Re-Imagining the Civil War: Gender Roles and the Ethics of History
Drawing upon first-hand accounts, diaries, and letters, Karen Abbott’s Liar, Temptress, Soldier, Spy re-writes the stories of four incredible, real-life women, exploring their active participation during the Civil War from both Union and Confederate perspectives. In this roundtable discussion, three invited panelists will use Abbott’s book as a touchstone for a broader discussion about the responsibilities of history, the investigation of female participation in a changing cultural, wartime landscape, and its intersections with literary fact and fiction. Following their opening statements, the panelists will invite questions from the audience.
Elizabeth Young, Carl M. and Elsie A. Small Professor of English at Mount Holyoke College. Young is the author of Disarming the Nation: Women’s Writing and the American Civil War and Black Frankenstein: The Making of an American Metaphor. In addition to her work in nineteenth-century American literature, her research draws from feminist theory and visual culture and analyzes the intersections of gender, race and sexuality.

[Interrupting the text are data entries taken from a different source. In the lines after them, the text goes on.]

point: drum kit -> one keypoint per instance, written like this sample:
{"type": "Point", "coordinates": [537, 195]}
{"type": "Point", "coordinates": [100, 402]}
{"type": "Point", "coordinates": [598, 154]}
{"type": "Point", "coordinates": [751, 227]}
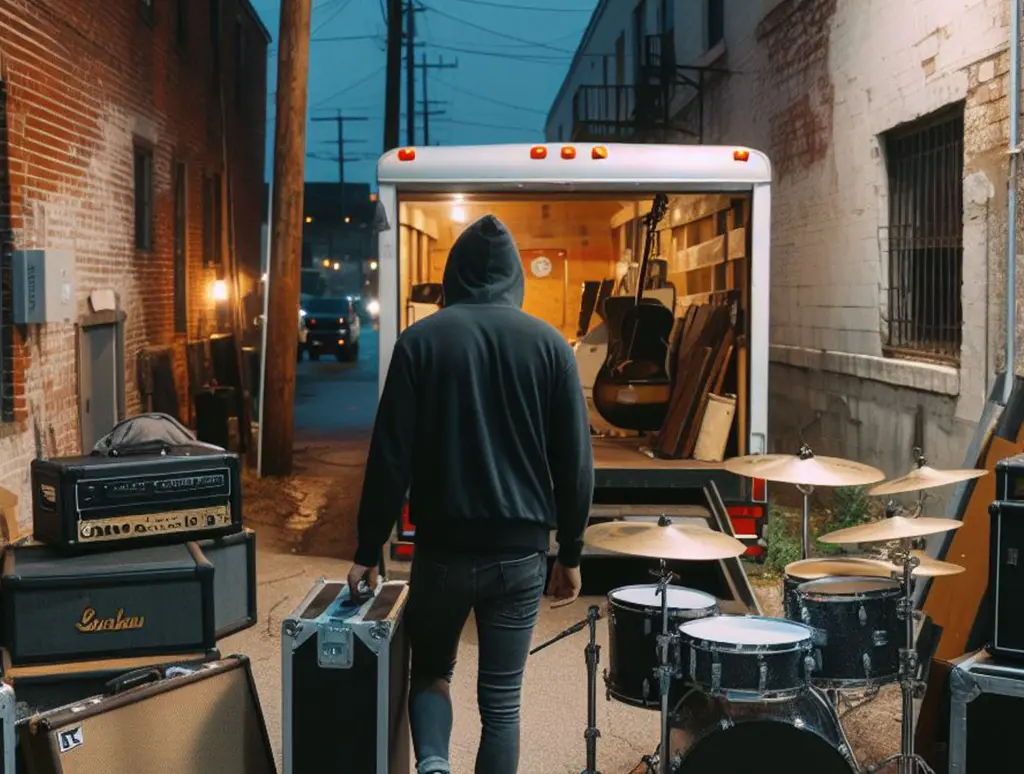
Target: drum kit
{"type": "Point", "coordinates": [733, 691]}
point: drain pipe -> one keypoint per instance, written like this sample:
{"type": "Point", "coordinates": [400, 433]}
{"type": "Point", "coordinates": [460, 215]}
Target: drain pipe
{"type": "Point", "coordinates": [1015, 139]}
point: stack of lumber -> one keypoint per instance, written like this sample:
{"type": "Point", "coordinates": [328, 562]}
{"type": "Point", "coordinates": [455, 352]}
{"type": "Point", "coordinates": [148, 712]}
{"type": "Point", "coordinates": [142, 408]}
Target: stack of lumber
{"type": "Point", "coordinates": [702, 347]}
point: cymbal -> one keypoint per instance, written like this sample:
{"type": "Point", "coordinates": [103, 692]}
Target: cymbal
{"type": "Point", "coordinates": [808, 471]}
{"type": "Point", "coordinates": [925, 477]}
{"type": "Point", "coordinates": [858, 566]}
{"type": "Point", "coordinates": [930, 567]}
{"type": "Point", "coordinates": [895, 528]}
{"type": "Point", "coordinates": [656, 542]}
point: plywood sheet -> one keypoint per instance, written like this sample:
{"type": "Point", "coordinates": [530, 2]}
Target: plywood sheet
{"type": "Point", "coordinates": [953, 601]}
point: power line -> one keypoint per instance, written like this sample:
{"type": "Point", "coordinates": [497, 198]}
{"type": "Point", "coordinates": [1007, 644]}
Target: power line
{"type": "Point", "coordinates": [526, 7]}
{"type": "Point", "coordinates": [496, 33]}
{"type": "Point", "coordinates": [485, 98]}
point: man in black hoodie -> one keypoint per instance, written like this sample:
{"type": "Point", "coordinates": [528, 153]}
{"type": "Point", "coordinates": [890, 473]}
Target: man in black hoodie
{"type": "Point", "coordinates": [482, 420]}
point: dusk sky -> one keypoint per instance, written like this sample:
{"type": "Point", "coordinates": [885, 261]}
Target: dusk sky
{"type": "Point", "coordinates": [512, 57]}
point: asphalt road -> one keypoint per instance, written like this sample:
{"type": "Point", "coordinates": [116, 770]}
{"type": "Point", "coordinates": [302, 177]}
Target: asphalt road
{"type": "Point", "coordinates": [337, 400]}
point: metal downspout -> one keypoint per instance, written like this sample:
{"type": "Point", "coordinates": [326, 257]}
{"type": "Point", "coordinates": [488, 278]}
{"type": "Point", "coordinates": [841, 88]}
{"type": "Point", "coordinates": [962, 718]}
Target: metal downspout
{"type": "Point", "coordinates": [1015, 139]}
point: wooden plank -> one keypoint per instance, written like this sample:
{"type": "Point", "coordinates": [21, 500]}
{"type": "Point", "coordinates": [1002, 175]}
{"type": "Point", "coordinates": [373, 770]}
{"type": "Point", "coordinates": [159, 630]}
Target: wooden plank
{"type": "Point", "coordinates": [953, 601]}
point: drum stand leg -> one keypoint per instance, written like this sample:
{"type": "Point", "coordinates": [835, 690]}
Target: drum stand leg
{"type": "Point", "coordinates": [805, 534]}
{"type": "Point", "coordinates": [665, 670]}
{"type": "Point", "coordinates": [908, 761]}
{"type": "Point", "coordinates": [593, 651]}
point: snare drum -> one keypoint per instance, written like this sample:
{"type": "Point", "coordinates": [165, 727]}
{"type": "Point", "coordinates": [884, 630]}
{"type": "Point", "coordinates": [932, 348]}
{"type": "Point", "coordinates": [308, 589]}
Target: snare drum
{"type": "Point", "coordinates": [812, 569]}
{"type": "Point", "coordinates": [749, 657]}
{"type": "Point", "coordinates": [634, 624]}
{"type": "Point", "coordinates": [858, 626]}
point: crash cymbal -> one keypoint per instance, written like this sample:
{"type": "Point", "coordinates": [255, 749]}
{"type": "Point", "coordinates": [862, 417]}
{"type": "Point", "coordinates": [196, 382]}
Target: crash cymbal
{"type": "Point", "coordinates": [805, 469]}
{"type": "Point", "coordinates": [858, 566]}
{"type": "Point", "coordinates": [657, 542]}
{"type": "Point", "coordinates": [895, 528]}
{"type": "Point", "coordinates": [930, 567]}
{"type": "Point", "coordinates": [925, 477]}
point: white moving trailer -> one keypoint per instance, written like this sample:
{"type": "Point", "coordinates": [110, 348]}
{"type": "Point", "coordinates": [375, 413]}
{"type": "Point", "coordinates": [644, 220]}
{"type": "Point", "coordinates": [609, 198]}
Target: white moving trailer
{"type": "Point", "coordinates": [577, 211]}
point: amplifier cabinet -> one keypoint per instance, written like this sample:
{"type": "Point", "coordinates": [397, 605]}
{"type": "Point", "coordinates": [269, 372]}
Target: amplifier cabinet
{"type": "Point", "coordinates": [92, 502]}
{"type": "Point", "coordinates": [135, 602]}
{"type": "Point", "coordinates": [986, 701]}
{"type": "Point", "coordinates": [206, 720]}
{"type": "Point", "coordinates": [345, 681]}
{"type": "Point", "coordinates": [1006, 582]}
{"type": "Point", "coordinates": [233, 560]}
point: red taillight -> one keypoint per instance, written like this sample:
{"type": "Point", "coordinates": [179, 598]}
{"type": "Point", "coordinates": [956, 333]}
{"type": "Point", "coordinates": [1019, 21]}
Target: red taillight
{"type": "Point", "coordinates": [759, 490]}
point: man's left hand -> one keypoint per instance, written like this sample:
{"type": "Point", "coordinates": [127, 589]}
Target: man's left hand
{"type": "Point", "coordinates": [360, 573]}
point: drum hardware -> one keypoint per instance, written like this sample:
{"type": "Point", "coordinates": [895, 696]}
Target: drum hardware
{"type": "Point", "coordinates": [806, 471]}
{"type": "Point", "coordinates": [593, 653]}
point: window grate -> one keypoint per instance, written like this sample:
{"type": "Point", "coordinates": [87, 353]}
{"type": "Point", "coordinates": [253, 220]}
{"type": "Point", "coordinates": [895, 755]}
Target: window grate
{"type": "Point", "coordinates": [925, 162]}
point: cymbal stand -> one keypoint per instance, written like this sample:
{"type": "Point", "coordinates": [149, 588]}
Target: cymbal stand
{"type": "Point", "coordinates": [665, 670]}
{"type": "Point", "coordinates": [908, 762]}
{"type": "Point", "coordinates": [593, 652]}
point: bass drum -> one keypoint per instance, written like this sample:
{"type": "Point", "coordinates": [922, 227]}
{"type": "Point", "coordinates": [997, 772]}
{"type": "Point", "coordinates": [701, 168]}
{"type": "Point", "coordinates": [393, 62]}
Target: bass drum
{"type": "Point", "coordinates": [801, 735]}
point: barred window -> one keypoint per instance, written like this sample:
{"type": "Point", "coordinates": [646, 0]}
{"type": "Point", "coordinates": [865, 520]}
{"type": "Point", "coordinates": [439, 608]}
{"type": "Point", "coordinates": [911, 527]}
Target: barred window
{"type": "Point", "coordinates": [925, 162]}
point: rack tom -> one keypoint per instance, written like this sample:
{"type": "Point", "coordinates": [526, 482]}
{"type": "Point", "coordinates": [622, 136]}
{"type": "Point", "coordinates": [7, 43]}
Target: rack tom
{"type": "Point", "coordinates": [634, 624]}
{"type": "Point", "coordinates": [858, 625]}
{"type": "Point", "coordinates": [813, 569]}
{"type": "Point", "coordinates": [748, 657]}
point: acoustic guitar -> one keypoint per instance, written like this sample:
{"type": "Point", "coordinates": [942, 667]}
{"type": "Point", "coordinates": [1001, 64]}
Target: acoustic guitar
{"type": "Point", "coordinates": [633, 387]}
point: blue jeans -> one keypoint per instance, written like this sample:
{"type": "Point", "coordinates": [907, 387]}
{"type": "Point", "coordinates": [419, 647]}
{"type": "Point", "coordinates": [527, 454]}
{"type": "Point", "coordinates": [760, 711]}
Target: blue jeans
{"type": "Point", "coordinates": [505, 595]}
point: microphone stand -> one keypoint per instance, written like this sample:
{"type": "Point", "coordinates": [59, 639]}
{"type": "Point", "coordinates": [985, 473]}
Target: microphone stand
{"type": "Point", "coordinates": [593, 653]}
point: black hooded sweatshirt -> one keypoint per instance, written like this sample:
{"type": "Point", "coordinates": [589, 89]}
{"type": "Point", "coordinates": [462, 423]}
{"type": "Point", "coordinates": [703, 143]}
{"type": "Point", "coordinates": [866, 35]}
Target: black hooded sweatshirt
{"type": "Point", "coordinates": [482, 420]}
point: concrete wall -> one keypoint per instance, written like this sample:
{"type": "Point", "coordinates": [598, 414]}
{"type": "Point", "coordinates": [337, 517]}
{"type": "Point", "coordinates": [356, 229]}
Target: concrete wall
{"type": "Point", "coordinates": [85, 81]}
{"type": "Point", "coordinates": [815, 84]}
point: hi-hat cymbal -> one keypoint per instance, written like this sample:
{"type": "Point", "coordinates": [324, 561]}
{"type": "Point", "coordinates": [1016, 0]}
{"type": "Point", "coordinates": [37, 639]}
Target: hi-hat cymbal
{"type": "Point", "coordinates": [895, 528]}
{"type": "Point", "coordinates": [930, 567]}
{"type": "Point", "coordinates": [656, 542]}
{"type": "Point", "coordinates": [925, 477]}
{"type": "Point", "coordinates": [806, 470]}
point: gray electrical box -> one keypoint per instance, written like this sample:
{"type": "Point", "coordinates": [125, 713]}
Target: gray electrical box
{"type": "Point", "coordinates": [44, 286]}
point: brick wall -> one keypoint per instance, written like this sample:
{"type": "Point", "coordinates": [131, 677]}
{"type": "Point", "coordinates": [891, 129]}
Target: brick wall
{"type": "Point", "coordinates": [85, 81]}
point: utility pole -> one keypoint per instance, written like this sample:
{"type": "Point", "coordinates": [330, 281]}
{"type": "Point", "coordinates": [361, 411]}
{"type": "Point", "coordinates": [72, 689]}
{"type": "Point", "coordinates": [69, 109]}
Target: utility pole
{"type": "Point", "coordinates": [426, 67]}
{"type": "Point", "coordinates": [286, 240]}
{"type": "Point", "coordinates": [411, 10]}
{"type": "Point", "coordinates": [340, 121]}
{"type": "Point", "coordinates": [392, 91]}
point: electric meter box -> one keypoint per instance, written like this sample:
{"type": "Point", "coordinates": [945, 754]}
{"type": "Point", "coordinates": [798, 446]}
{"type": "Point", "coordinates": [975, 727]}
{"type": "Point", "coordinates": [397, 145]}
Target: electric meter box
{"type": "Point", "coordinates": [44, 286]}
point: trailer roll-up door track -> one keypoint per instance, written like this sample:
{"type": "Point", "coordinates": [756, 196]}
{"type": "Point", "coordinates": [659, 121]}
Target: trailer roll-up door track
{"type": "Point", "coordinates": [584, 217]}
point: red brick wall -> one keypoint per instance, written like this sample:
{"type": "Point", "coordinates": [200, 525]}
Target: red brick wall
{"type": "Point", "coordinates": [84, 81]}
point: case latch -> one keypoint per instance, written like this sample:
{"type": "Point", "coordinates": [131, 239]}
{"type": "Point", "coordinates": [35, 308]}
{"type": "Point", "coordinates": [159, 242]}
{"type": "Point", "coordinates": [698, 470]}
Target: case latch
{"type": "Point", "coordinates": [334, 646]}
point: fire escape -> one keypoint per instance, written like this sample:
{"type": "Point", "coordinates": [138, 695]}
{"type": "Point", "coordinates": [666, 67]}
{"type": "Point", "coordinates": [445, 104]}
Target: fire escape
{"type": "Point", "coordinates": [643, 112]}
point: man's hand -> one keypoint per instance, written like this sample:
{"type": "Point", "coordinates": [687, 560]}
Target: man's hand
{"type": "Point", "coordinates": [564, 585]}
{"type": "Point", "coordinates": [357, 573]}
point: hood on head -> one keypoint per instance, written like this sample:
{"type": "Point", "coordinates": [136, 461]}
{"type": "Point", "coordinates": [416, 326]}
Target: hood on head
{"type": "Point", "coordinates": [483, 266]}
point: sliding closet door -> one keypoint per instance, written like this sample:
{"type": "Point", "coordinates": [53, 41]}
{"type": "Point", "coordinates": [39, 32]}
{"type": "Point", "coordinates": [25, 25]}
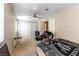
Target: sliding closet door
{"type": "Point", "coordinates": [24, 29]}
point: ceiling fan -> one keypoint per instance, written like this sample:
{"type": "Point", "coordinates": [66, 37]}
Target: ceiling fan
{"type": "Point", "coordinates": [35, 16]}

Amy Greenberg, Edwin Erle Sparks Professor of History and Women’s Studies at Pennsylvania State University. Greenberg is the author of four books on antebellum American history, including, most recently, A Wicked War: Polk, Clay, Lincoln, and the 1846 U.S. Invasion of Mexico. Her work focuses on the transformation of gender roles, as well as partisan politics and the growth of American empire before the Civil War.
Craig Warren, Associate Professor of English and Professional Writing at Penn State–Behrend. Warren has published two books on the Civil War Era, The Rebel Yell: A Cultural History and Scars to Prove It: The Civil War Soldier and American Fiction. He also founded and edits the Ambrose Bierce Project, a digital humanities project and electronic journal.